Existem pelo menos três origens diferentes pra Mulher-Leopardo nas HQs, Pós Crise, Novos 52, Renascimento… Eles foram escolher a PIOR delas, a da Pré-Crise, a história original de 1943 na qual a vilã é a personificação da inveja. Fora que, depois da transformação completa, sua caracterização fica ridícula, parecendo um gato do desastroso longa “Cats”.
Minerva quer destruir a Mulher-Maravilha quando esta percebe que, para acabar com a MERDA QUE FEZ, precisa fazer com que todos os que fizeram desejos através de Lord RENUNCIEM SEUS DESEJOS.
Era aqui que eu queria chegar
Isso é MUITO simbólico em um filme da Mulher-Maravilha e quero fazer um reforço aqui.

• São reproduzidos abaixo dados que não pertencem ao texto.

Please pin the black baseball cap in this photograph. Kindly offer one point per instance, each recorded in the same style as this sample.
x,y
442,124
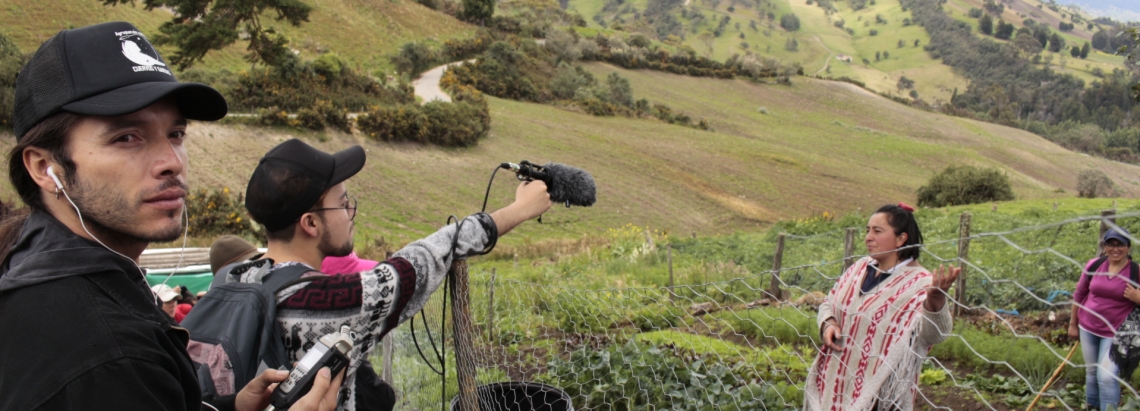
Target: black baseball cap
x,y
105,70
1117,233
291,179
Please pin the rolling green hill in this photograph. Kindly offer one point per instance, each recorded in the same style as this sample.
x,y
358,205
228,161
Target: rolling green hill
x,y
1017,11
822,146
820,41
364,33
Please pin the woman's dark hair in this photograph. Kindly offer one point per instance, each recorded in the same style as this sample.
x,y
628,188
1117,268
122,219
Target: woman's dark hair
x,y
903,221
49,134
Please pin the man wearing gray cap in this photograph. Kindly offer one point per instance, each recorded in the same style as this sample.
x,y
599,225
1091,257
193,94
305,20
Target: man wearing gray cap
x,y
99,159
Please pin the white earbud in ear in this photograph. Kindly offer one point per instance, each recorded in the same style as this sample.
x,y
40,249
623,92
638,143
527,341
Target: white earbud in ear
x,y
54,178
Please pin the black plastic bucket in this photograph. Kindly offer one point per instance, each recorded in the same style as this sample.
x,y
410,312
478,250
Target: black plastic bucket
x,y
519,396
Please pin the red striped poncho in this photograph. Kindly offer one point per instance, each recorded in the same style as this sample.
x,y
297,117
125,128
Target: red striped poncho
x,y
887,335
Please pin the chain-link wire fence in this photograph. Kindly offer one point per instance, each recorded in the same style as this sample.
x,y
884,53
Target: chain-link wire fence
x,y
725,336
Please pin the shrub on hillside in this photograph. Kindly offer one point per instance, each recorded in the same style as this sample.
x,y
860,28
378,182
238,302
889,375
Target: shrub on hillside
x,y
965,185
459,123
789,22
415,58
1092,183
298,84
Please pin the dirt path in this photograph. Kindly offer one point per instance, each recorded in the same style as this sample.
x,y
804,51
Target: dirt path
x,y
426,87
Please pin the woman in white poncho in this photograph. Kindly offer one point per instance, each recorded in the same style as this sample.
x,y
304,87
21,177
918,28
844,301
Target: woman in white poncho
x,y
879,321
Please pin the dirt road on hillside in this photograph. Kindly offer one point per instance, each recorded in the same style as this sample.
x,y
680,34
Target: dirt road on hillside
x,y
428,88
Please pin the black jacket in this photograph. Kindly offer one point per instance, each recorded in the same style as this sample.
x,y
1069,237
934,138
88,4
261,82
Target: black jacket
x,y
80,330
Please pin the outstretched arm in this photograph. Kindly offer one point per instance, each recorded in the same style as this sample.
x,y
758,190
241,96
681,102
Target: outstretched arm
x,y
530,200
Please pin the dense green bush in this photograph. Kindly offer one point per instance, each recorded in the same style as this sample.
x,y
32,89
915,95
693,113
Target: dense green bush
x,y
965,185
298,84
459,123
216,212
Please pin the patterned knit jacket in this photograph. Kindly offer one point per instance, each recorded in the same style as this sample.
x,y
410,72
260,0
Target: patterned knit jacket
x,y
376,301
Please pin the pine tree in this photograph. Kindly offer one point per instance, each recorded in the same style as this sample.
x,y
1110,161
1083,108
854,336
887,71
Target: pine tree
x,y
986,25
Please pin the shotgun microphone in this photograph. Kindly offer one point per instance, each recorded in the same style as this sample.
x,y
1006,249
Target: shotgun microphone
x,y
566,185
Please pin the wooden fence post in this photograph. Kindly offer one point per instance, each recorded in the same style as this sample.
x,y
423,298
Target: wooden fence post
x,y
673,292
848,249
776,264
464,343
490,310
1110,215
963,252
389,348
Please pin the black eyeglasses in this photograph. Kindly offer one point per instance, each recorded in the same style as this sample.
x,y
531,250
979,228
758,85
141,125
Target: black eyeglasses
x,y
351,208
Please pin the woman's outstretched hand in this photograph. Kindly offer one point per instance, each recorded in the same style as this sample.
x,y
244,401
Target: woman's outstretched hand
x,y
944,277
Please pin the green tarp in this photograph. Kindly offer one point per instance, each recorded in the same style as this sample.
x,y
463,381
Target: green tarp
x,y
194,278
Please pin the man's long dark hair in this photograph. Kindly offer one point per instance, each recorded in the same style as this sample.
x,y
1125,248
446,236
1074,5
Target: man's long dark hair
x,y
903,221
49,134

Se você é homem e não tem o mínimo de empatia, provavelmente não vai pegar o sentido disso (nem de metade das coisas que pontuei aqui). Mas veja bem – em um mundo patriarcal no qual a mulher é privada de muitos de seus sonhos, onde o acesso a todos eles é muito mais difícil, extenuante, e desafiador, onde o trabalho para provar que ela é capaz, merecedora, competente ou LIVRE é muito mais complicado, RENUNCIAR AOS DESEJOS era tudo o que uma mulher já faz. Muitas vezes mulheres simplesmente desistem de tentar porque o sistema é TÃO OPRESSOR que nos exaure, nos deixando sem forças para lutar.

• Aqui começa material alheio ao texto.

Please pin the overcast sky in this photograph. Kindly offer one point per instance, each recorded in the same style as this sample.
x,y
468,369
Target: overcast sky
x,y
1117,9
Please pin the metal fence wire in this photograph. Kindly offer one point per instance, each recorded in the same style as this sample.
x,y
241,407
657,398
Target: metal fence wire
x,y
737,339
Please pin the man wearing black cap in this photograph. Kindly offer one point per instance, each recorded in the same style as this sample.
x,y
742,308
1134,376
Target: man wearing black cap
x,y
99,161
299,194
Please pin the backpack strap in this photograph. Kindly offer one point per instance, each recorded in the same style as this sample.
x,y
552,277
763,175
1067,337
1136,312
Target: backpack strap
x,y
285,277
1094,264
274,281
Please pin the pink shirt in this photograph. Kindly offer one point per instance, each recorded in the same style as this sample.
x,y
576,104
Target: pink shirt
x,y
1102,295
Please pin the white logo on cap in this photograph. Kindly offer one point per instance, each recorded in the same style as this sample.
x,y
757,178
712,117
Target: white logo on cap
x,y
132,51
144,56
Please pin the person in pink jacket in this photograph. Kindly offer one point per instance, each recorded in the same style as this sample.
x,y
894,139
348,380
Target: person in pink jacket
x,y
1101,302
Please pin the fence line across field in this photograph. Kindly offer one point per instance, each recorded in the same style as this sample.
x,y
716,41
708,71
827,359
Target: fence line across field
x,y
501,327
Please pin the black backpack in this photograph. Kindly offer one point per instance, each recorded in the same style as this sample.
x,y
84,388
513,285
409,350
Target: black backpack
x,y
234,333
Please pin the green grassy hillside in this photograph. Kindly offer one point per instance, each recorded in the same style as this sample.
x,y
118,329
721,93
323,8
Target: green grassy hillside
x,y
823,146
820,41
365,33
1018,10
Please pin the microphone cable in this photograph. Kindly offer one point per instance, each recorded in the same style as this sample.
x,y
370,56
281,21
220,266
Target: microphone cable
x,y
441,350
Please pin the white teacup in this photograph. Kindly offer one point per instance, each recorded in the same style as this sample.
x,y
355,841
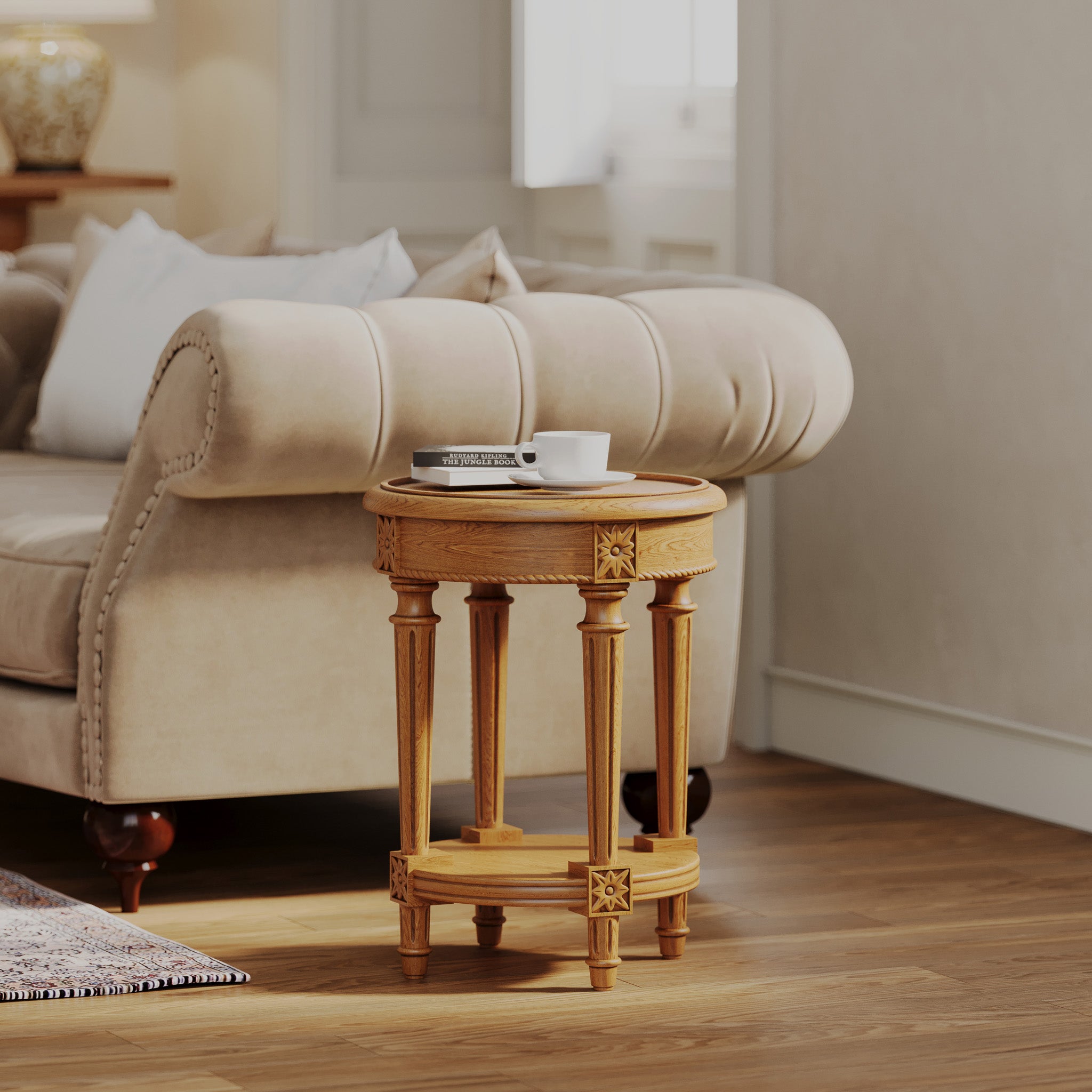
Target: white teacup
x,y
567,457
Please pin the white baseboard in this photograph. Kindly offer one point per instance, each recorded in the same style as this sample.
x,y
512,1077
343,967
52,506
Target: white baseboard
x,y
972,756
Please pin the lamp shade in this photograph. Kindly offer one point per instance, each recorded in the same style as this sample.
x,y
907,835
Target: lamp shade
x,y
77,11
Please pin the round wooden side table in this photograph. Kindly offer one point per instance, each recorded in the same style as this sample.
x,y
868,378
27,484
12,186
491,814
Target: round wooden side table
x,y
656,528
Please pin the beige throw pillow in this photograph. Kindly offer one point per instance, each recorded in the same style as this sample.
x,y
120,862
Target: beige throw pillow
x,y
481,272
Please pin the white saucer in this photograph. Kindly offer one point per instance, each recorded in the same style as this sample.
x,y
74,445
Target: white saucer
x,y
535,480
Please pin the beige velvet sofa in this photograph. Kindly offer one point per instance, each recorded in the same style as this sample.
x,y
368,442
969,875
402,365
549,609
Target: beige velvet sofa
x,y
203,621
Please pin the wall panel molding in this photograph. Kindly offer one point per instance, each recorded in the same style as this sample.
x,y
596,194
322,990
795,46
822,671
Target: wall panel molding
x,y
972,756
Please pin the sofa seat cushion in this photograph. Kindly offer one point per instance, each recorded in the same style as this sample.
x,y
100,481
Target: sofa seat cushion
x,y
52,515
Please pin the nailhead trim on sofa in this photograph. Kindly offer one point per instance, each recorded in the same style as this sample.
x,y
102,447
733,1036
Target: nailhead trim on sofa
x,y
92,721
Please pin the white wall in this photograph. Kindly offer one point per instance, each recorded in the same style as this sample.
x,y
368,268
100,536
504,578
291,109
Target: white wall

Portanto, é inaceitável que uma heroína que é o símbolo do poder e da luta das mulheres tenha que pedir que renunciemos aos nossos sonhos, por mais que isso fizesse parte do contexto confuso do filme. Foi alegoricamente MUITO pesado. Fora que a situação ganha dimensões mega injustas. Sabemos que o mundo é uma merda e que a grande maioria das pessoas faria apenas desejos fúteis, egoístas, violentos. Mas existem cenas que mostram indivíduos desejando a cura de doenças em um leito de hospital, por exemplo. Pedir para que pessoas renunciem à própria vida colocando na mesma balança uma mulher que abriu mão de manter a vida do seu crush é totalmente desproporcional. Melhore, Diana.

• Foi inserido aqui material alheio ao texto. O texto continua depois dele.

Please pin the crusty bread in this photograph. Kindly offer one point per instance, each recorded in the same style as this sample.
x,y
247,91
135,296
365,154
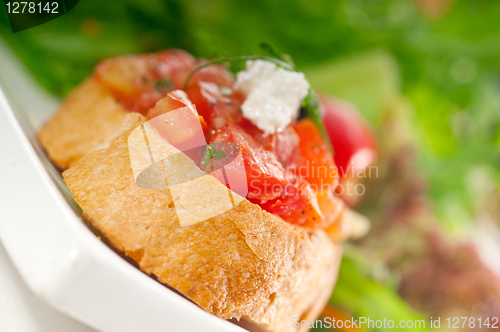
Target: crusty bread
x,y
87,118
245,263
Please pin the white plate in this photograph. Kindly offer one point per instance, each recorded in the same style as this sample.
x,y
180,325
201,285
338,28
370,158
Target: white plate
x,y
58,257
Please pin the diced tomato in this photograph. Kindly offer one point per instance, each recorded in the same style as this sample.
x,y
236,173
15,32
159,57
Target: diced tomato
x,y
315,163
208,87
269,184
190,128
174,100
138,82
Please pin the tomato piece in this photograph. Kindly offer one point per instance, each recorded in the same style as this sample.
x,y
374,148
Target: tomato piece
x,y
208,87
316,163
352,139
269,185
174,100
138,82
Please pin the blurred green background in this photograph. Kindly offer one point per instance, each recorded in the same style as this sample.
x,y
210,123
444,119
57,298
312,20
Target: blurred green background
x,y
437,60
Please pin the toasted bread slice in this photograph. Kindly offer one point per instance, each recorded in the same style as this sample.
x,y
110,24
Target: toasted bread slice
x,y
244,263
87,118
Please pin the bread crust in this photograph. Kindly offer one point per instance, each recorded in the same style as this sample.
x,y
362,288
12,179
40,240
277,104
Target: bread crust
x,y
87,118
242,263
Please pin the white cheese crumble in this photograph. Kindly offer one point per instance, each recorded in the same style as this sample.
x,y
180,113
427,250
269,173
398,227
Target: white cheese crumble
x,y
273,94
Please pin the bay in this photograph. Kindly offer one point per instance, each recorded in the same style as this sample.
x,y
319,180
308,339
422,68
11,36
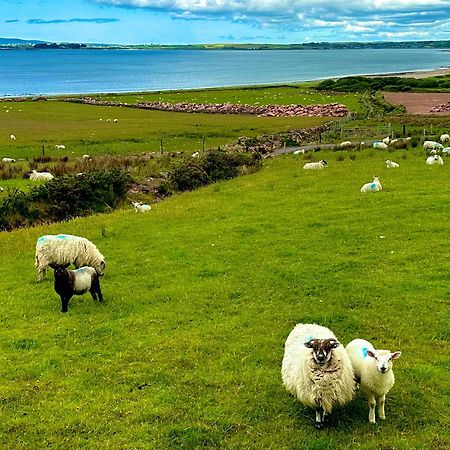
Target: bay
x,y
55,72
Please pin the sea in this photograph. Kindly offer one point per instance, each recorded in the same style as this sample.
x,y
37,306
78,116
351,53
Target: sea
x,y
55,72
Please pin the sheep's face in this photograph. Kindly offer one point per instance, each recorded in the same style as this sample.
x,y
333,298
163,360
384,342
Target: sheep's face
x,y
322,349
383,359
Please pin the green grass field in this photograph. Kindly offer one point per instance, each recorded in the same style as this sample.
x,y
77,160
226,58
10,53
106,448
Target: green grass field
x,y
201,294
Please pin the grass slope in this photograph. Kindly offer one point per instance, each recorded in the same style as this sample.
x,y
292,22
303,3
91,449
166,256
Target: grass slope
x,y
200,296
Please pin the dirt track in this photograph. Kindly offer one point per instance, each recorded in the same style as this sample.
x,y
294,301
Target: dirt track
x,y
418,103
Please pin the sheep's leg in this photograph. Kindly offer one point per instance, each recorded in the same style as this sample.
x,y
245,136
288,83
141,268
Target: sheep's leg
x,y
381,401
372,404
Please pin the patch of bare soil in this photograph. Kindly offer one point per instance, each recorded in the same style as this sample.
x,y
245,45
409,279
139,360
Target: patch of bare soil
x,y
419,102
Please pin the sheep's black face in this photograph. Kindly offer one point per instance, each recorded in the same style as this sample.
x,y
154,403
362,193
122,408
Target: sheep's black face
x,y
322,349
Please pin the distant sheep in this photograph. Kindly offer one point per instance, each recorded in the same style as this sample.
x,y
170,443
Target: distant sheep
x,y
141,207
36,176
391,164
317,370
435,159
75,282
61,249
373,370
375,186
318,165
379,145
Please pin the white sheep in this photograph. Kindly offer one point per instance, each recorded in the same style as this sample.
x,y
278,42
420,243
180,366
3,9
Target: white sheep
x,y
432,145
318,165
391,164
379,145
373,370
64,248
375,186
141,207
317,370
435,159
36,176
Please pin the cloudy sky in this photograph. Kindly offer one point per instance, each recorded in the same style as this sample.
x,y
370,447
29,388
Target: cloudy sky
x,y
209,21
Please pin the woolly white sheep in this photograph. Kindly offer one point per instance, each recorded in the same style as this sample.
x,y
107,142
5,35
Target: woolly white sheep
x,y
379,145
436,159
375,186
61,249
141,207
35,176
317,370
373,370
391,164
75,282
319,165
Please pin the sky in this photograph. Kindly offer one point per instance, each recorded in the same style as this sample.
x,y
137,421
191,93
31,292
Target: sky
x,y
224,21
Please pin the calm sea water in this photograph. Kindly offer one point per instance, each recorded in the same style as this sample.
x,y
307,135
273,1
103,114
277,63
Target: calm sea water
x,y
36,72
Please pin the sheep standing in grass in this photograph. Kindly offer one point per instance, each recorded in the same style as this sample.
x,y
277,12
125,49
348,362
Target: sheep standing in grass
x,y
61,249
75,282
375,186
373,370
318,165
435,159
40,176
317,370
391,164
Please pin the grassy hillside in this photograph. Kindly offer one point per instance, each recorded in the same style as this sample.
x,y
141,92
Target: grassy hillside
x,y
200,296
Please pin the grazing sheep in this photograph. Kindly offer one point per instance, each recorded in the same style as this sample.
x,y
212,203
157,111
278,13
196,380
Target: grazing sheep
x,y
391,164
432,145
35,176
75,282
379,145
373,370
435,159
64,248
319,165
317,370
141,207
375,186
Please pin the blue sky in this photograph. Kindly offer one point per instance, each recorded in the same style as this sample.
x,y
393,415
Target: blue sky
x,y
208,21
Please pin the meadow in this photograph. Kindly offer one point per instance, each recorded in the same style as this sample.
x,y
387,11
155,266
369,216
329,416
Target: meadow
x,y
201,294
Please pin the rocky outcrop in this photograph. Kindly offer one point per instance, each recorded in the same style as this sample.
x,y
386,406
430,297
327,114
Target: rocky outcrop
x,y
329,110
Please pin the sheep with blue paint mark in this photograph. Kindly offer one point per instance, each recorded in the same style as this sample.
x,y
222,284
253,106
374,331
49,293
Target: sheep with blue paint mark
x,y
373,370
317,370
61,249
375,186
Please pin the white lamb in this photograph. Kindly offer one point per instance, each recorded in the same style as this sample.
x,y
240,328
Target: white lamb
x,y
318,165
35,176
375,186
391,164
373,370
141,207
64,248
317,370
435,159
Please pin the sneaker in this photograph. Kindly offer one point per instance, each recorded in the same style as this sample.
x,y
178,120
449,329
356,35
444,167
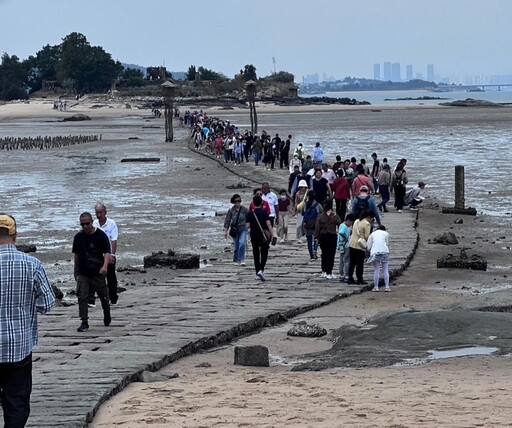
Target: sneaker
x,y
106,318
83,327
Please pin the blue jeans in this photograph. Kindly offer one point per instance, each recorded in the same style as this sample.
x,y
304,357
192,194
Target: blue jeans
x,y
312,245
239,246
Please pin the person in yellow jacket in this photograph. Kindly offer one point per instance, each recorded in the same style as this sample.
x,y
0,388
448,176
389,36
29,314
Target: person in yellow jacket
x,y
358,243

O final é piegas e TOTALMENTE confuso. Não dá nem para explicar via texto. A MELHOR coisa do filme é a cena pós-créditos. Essa SIM fez os olhos brilharem.
Defendemos tanto o contexto político em filmes de heróis, por que justo no caso da Mulher-Maravilha, que carrega o peso de ser a maior representante dos valores feministas na cultura pop, tudo precisa ser tão estereotipado? O primeiro filme foi TÃO BOM nesse aspecto! Teve humor, amor e representatividade na medida certa. Este segundo filme é praticamente uma paródia do primeiro.
Tínhamos tantas expectativas! Por que, pra começar, simplesmente não fizeram uma MM bissexual – ou pelo menos sem interesse amoroso algum?
Uma mulher NÃO PRECISA ESTAR EM UM RELACIONAMENTO PARA SER COMPLETA. Ela pode sim, ser feliz sozinha e se bastar.
Quando nem a Mulher-Maravilha consegue e ainda alimenta estereótipos que tanto lutamos para combater, nós, meras mortais e fãs, nos sentimos totalmente sem esperança. MM 84 foi a gota d’água neste malfadado ano de 2020.